Difference-in-differences (DD) estimation

The difference-in-differences estimation is a widely used technique to evaluate the effects of a specific intervention or treatment on relevant outcome variables (Abadie 2005; Bertrand et al. 2004). In doing so, it compares the differences in outcomes before and after the treatment for the group affected by the treatment with the same difference for the unaffected group (Bertrand et al. 2004). Therefore, it is normally required to collect data for a “treatment group” and a “control group” in two or more time periods. The DD settings fit our research context, where the Internet users can be seen as the “treatment group”, while the non-users represent the “control group”, and an attempt is made to seek the difference over time in the average difference of activity-travel outcomes with and without the effect of Internet use.

Before applying the DD estimation for this repeated cross-sectional study, the samples from two cross-sectional survey waves, referring to the 2005/06 SHS (Glasgow and Clyde Valley sample) and the 2015 iMCD Survey, were pooled first. As indicated by Wooldridge (2013), using pooled cross-section data increases the sample size, which will generate more precise estimators and test statistics with more power. More importantly, it raises only minor statistical complications when modeling the temporal changes occurring in the same population (Wooldridge 2013). The intercept term of the assumed relationship is normally allowed to differ across periods to reflect the fact that the population may have different distributions at different points in time. It is accomplished by including indicators or dummy variables for all but the earliest year in the pooled sample, as the earliest year is commonly chosen as the reference point. Apart from serving as standalone variables to reflect the changes in the constant term, which indicate the effects of time or wave on the outcomes, such dummy variables can also be used to interact with key explanatory variables to examine the changes in the effect of that variable over a certain time or survey period (ibid.).
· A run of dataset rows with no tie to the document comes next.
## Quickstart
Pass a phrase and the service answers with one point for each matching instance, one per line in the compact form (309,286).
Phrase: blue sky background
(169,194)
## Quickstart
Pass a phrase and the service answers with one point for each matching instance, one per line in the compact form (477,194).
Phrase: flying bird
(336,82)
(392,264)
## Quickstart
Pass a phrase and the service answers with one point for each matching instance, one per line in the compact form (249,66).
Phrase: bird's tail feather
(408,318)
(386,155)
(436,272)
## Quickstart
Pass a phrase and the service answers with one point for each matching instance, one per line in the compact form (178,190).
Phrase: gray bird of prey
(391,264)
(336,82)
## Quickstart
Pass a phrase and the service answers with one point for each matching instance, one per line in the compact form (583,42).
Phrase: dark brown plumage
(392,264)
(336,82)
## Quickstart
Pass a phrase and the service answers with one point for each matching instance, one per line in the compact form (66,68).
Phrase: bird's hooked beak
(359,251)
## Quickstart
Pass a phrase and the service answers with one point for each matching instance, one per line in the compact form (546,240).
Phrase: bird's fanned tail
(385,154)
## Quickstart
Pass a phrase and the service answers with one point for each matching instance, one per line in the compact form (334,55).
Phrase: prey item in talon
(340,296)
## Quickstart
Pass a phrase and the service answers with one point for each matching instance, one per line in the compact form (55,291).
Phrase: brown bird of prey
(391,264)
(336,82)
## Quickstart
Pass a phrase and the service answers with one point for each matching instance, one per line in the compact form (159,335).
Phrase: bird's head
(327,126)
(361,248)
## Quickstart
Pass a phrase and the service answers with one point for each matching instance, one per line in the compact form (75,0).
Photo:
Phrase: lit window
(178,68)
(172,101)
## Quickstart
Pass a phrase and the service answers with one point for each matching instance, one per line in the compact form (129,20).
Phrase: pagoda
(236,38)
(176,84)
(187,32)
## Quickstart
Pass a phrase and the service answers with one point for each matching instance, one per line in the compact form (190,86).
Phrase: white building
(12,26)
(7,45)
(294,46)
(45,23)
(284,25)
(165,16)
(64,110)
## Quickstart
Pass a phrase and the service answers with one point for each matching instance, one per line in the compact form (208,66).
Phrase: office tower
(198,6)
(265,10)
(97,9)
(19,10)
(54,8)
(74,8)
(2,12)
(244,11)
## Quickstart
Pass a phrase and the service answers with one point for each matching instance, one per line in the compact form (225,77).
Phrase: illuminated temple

The coefficient of the interaction term is the DD estimate measuring such temporal changes.

For this study, a simple regression model of the relationship between the dependent variable y (i.e., activity-travel time use) and a set of socio-demographic predictors XSD and ICT-usage predictors XIU (i.e., time spent on the Internet) can be initially formulated as Eq. 5 without considering temporal changes:

$$y = \beta_{0} + \beta_{{{\text{SD}}}}^{T} X_{{{\text{SD}}}} + \beta_{{{\text{IU}}}}^{T} X_{{{\text{IU}}}} + u$$
(5)

where \(\beta_{{{\text{SD}}}}^{T}\) and \(\beta_{{{\text{IU}}}}^{T}\) is the vector of coefficient estimates for \(X_{{{\text{SD}}}}\) and \(X_{{{\text{IU}}}}\), respectively while \(\beta_{0}\) is the constant term. After pooling the two cross-sections, the 2005/06 SHS (Y1) and the 2015 iMCD (Y2), a dummy variable \(\xi_{Y2}\) was created to indicate whether or not a specific respondent belongs to Y2 (the year 2015). In this case, according to the DD settings and particularly considering the temporal dynamics in the relationship between time spent on the Internet and travel behavior, the regression model was re-formulated as below:

$$y = \beta_{0} + \beta_{0Y2} \xi_{Y2} + \beta_{{{\text{SD}}}}^{T} X_{{{\text{SD}}}} + \beta_{{{\text{IU}}}}^{T} X_{{{\text{IU}}}} + \beta_{IUY2}^{T} \xi_{Y2} X_{{{\text{IU}}}} + u$$
(6)

The additional coefficient estimate \(\beta_{0Y2}\) represents the change in constant item observed in Y2 (2015) as compared to Y1 (2005/06), based on the assumption of common error for the pooled datasets. The coefficient vector \(\beta_{IUY2}^{T}\) is the DD estimator, which measures the changes in the effects of ICT use on activity-travel behavior (i.e., the outcome variable in the model) over the two survey periods. In this situation, \(\beta_{{{\text{IU}}}}^{T}\) captures the differences in activity-travel outcomes between the ICT users (treatment group) and the non-users (control group) in the referenced year (Y1).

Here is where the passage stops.